Under design conditions, the system requires 10 GPM at 12′ of head.  Pretty clear the 007′s performance curve won’t be able to deliver.

As you know, systems always operate where the system curve intersects the pump curve.  For much of the heating season, this setup should work just fine.  However, as it gets colder out, the 007 would not be able to overcome the head loss of the piping system in order to deliver the required flow.

Two things would happen.

First – the measured supply and return Delta-T would be far greater than design – a sure sign of  underpumping.

And second – some rooms will be warm, while most others will be cold.  And you’ll have an unhappy customer.

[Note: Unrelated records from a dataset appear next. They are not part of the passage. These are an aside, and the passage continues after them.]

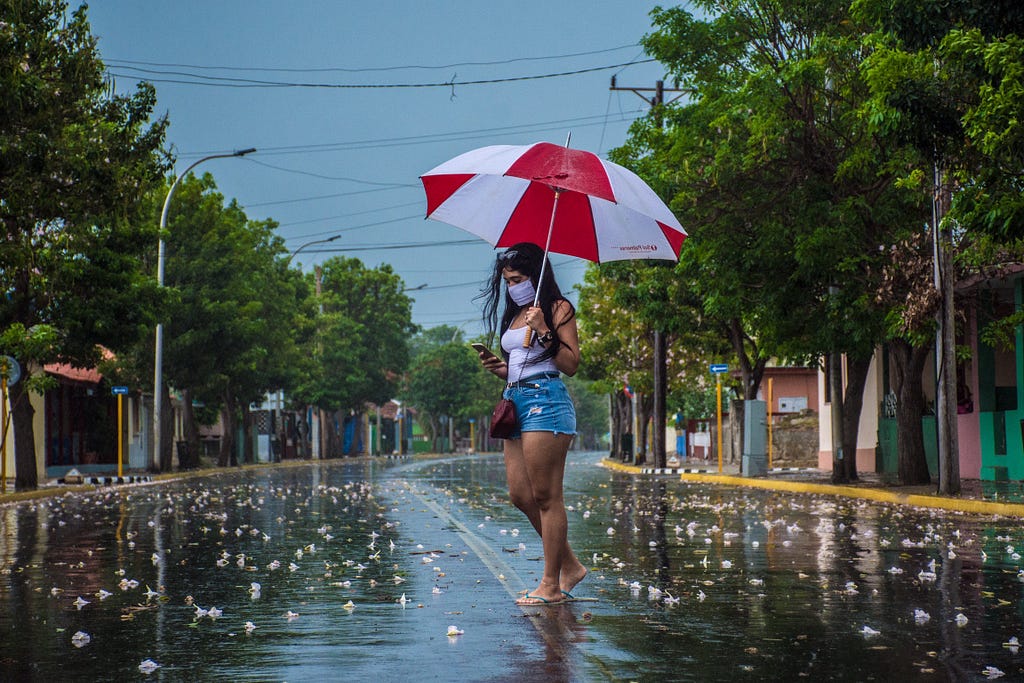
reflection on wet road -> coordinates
[0,454,1024,681]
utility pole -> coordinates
[609,76,688,467]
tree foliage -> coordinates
[297,257,416,412]
[0,0,167,488]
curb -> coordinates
[57,475,153,486]
[601,460,1024,517]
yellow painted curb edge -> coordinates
[601,460,1024,517]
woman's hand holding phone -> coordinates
[470,343,509,379]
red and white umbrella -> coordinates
[420,142,686,264]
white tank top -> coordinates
[502,328,558,382]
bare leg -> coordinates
[505,432,587,604]
[505,432,587,593]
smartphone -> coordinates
[470,342,495,359]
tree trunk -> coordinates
[178,389,201,470]
[608,391,623,458]
[158,382,174,472]
[890,339,932,485]
[242,401,256,464]
[217,389,238,467]
[843,355,871,481]
[725,318,768,400]
[633,393,654,465]
[427,415,440,453]
[722,400,746,464]
[651,330,668,468]
[7,377,39,490]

Now, what would happen if you installed a steep curve pump in a typical American system?  We’ve touched on this before (click here, here and here for the full story), but here’s the Reader’s Digest version:

Systems always run where the system curve intersects the pump curve.  When using a “European” style pump, the system curve “backs up” the pump curve as zone valves close.  Each time another zone valve closes, the zone valve has to close against a higher and higher pressure differential, while the circulator delivers more flow than is required.

Is this a problem?  Depends on how you define “problem.”

If you define “problem” only as someone calling you on the phone screaming they don’t have heat, then you probably won’t have a problem.

You’ve met the bare minimum requirement for a passing grade.

You’ve earned a D-.

If you have a broader definition of “problem” – one that includes banging zone valves, incessant boiler short cycling, premature component failure and systems that aren’t nearly as economic to operate as promised or expected, then you have some things to think about.

A European style low-flow, high-head, steep curve circulator installed in a typical zone valve application can cause all of these problems.  An American-style high-flow, low-head, flat curve circulator won’t.

Because this is the type of application it was designed for.

Makes sense, doesn’t it?

We’ll examine this dynamic in greater detail, as well as how each circulator performs when used as a zone pump.

Gotta say Steve Miller’s tunes pre-Joker were, by and large, awesome!

“Winter’s people watching…”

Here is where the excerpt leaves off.